ODERBE, approda un fiore d’asfodelo!
Chi mai lo colse e chi l’offerse al mare?
Vagò sul flutto come un fior salino.
 
O Derbe, quanti fiori fioriranno
che non vedremo, su pè fulvi monti!
Quanti lungh’essi i curvi fiumi rochi!
 
Quanti per mille incognite contrade
che pur hanno lor nomi come i fiori,
selvaggi nomi ed aspri e freschi e molli
 
onde il cuore dell’esule s’appena
poi che il suon noto par rendergli odore
come foglia di salvia a chi la morde!
 

Derbe.

Io so dove fiorisce l’asfodelo.
Là nel chiaro Mugello, presso il Giogo
di Scarperia, lo vidi fiorir bianco.
 
Anche lo vidi, o Glauco, anche lo colsi
in quell’Alpe che ha nome Catenaia,
e all’Uccellina presso l’Alberese
 
nella Maremma pallida ove forse
ei sorride all’imagine dell’Ade
morendo sotto l’unghia dei cavalli.
 

Glauco.

O Derbe, anch’io errando su i vestigi
della donna letèa, vidi fiorire
tra Populonia e l’Argentaro il fiore
 
della viorna.
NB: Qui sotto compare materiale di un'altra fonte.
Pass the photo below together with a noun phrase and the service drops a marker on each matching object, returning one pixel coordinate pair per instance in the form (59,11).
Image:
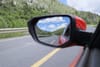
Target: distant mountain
(14,13)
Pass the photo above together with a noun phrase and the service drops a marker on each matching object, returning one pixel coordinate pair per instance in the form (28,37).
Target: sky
(53,24)
(84,5)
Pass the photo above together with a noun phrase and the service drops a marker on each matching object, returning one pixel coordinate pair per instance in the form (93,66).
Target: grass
(14,34)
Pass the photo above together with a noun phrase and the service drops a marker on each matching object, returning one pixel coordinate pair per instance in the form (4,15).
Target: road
(24,52)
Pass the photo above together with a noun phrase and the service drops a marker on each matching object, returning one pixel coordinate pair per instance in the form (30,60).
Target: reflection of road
(24,52)
(50,39)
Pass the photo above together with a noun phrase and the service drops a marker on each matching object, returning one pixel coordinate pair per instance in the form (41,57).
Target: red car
(89,55)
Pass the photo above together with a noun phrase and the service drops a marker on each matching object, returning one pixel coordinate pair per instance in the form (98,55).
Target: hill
(16,13)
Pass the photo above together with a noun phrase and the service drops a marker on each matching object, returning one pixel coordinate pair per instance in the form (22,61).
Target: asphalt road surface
(24,52)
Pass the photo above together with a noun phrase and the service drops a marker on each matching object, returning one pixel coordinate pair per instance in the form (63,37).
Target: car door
(91,54)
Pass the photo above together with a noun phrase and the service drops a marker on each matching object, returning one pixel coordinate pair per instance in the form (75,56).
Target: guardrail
(11,30)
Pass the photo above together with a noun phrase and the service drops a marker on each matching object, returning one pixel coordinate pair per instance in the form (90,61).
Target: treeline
(16,13)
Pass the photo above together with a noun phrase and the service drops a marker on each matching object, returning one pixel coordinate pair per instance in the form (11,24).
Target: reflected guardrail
(11,30)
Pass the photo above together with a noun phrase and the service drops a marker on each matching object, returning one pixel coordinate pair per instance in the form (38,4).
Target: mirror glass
(53,30)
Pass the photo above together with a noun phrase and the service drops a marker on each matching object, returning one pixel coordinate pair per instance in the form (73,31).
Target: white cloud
(51,26)
(86,5)
(53,19)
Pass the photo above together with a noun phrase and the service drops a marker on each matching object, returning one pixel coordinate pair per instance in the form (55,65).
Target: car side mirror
(54,30)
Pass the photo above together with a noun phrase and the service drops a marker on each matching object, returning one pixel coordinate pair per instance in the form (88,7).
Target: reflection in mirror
(53,30)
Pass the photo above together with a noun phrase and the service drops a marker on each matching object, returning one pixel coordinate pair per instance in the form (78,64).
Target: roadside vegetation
(16,13)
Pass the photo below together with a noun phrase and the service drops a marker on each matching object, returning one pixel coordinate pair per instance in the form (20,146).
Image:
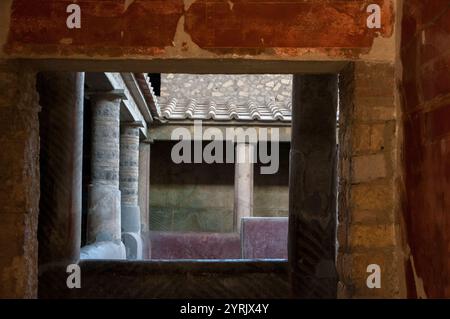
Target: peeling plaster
(188,3)
(182,41)
(127,4)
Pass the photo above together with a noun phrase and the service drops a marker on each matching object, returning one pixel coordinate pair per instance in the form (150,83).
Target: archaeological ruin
(225,149)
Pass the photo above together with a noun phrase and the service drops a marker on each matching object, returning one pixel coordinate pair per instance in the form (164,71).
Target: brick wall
(19,190)
(368,230)
(425,86)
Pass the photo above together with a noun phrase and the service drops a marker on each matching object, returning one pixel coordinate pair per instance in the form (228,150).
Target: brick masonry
(368,229)
(424,78)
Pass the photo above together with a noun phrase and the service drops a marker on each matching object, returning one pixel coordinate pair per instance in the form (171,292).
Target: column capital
(113,94)
(148,140)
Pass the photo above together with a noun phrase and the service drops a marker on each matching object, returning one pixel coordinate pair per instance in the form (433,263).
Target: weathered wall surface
(19,190)
(147,29)
(425,86)
(259,88)
(199,197)
(368,226)
(177,280)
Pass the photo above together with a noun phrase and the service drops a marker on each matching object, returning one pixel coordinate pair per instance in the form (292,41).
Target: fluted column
(129,184)
(243,183)
(104,212)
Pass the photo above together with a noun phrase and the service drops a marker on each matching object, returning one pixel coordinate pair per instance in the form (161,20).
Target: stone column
(129,185)
(61,124)
(312,187)
(243,183)
(104,213)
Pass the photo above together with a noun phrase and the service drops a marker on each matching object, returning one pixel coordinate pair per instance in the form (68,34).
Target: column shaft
(104,221)
(129,178)
(144,184)
(243,183)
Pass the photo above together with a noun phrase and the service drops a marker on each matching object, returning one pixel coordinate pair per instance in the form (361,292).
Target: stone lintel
(113,94)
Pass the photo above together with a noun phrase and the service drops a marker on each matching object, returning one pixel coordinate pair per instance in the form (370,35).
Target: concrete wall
(424,73)
(223,87)
(199,197)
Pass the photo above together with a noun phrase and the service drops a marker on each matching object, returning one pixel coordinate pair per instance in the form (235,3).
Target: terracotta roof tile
(173,109)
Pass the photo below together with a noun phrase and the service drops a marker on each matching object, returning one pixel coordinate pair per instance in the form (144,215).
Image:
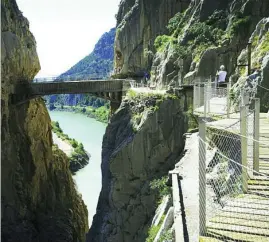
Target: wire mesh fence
(234,196)
(210,99)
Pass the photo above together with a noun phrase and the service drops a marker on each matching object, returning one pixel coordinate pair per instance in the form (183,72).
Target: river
(90,133)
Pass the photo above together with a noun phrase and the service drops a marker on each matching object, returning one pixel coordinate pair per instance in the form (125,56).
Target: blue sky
(67,30)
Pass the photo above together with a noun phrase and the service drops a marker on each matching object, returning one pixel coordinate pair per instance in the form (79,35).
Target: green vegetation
(167,236)
(240,24)
(98,64)
(175,23)
(160,185)
(79,157)
(264,48)
(153,231)
(162,41)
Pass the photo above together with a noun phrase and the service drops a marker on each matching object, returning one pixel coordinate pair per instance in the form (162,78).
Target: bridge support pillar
(114,105)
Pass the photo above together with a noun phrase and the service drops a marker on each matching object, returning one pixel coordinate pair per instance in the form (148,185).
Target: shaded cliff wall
(141,143)
(138,24)
(38,198)
(208,34)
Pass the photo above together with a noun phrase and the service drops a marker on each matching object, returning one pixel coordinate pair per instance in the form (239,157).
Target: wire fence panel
(211,100)
(236,197)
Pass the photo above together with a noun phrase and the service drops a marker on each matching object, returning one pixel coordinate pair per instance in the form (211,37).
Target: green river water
(90,133)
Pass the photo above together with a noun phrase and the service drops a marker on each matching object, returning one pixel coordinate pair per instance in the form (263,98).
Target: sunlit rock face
(38,198)
(141,143)
(138,24)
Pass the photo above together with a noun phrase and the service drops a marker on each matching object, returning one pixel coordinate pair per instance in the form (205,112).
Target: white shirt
(222,76)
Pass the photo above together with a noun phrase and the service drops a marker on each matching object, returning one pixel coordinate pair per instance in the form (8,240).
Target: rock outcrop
(38,198)
(207,35)
(141,143)
(191,40)
(139,22)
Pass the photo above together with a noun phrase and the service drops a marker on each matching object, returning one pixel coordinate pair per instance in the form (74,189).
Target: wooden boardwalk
(245,217)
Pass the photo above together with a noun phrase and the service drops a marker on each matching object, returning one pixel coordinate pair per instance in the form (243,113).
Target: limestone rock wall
(138,24)
(139,145)
(224,28)
(38,197)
Tutto le sorelle
bianche il bosco aspro nelle delicate
braccia tenean tacendo, e i negri lecci
 
e i sóveri nocchiuti al sol di giugno
dormivan come venerandi eroi
entro veli di spose giovinette.
 

Derbe.

In Populonia ricca di sambuchi
io conobbi il marrubbio che rapisce
l’odor muschiato al serpe maculoso
 
e l’ebbio che colora il vin novello
di sue bacche e lo scirpo che riveste
il gonfio vetro dove il vin matura.
 

Glauco.

La madreselva come la viorna
intenerire del suo fiato i tronchi
vidi a Tereglio lungo la Fegana,
 
e il giunco aggentilir la Marinella
di Luni, e su pe’ monti della Verna
l’avornio tesser ghirlandette al maggio.
 

Derbe.

I gigli rossi e crocei ne’ monti,
alla Frattetta sotto il Sagro, io vidi;
anche alla Cisa in Lunigiana, e all’Alpe
 
di Mommio dove udii nel ciel remoto
gridar l’aquila. Spiriti immortali
pareano i gigli nell’eterna chiostra.
 
La bellezza dei luoghi era sì cruda
che come spada mi fendeva il petto.
Con un giglio toccai la grande rupe,
 
che non s’aperse e non tremò. Mi parve
tuttavia che un prodigio si compiesse,
o Glauco, e andando mi sentii divino.
 

Glauco.

Nella Bocca del Serchio, ove la piana
sabbia vergano oscuramente l’orme
dei corvi come segni di sibille,
 
il narcisso marino io colsi, mentre
l’ostro premea le salse tamerici,
i cipressetti dell’amaro sale.
 
Lo smílace conobbi attico; e al Gombo
anche conobbi il giglio ch’è nomato
pancrazio, nome caro ai greci efèbi;
 
e tanto parve ai miei pensieri ardente
di purità, che ai Mani dell’Orfeo
cerulo io lo sacrai, al Cuor dei cuori.
 

Derbe.

O Glauco, noi facemmo della Terra
 
la nostra donna ed ogni più segreta
grazia n’avemmo per virtù d’amore.
 
Come il Sole entri nella Libra eguale,
ti condurrò su i monti della Pieve
di Camaiore, e alla Tambura, e ai fonti
 
del Frigido, e lungh’essa la Freddana
dietro Forci, e nell’Alpe di Soraggio,
che tu veda fiorir la genziana.
 

Glauco.

Bella è la Terra o Derbe, e molto a noi
cara. Ma quanti fiori fioriranno
che non vedremo, nelle salse valli!
 
Le Oceanine ornavan di ghirlande
i lembi della tunica a Demetra
piangente per il colchico apparito.
 
Com’entri nello Scòrpio il Sole, o Derbe,
ti condurrò su i pascoli del Giovo
in mezzo ai greggi delle pingui nubi,
 
perché tu veda il colchico fiorire.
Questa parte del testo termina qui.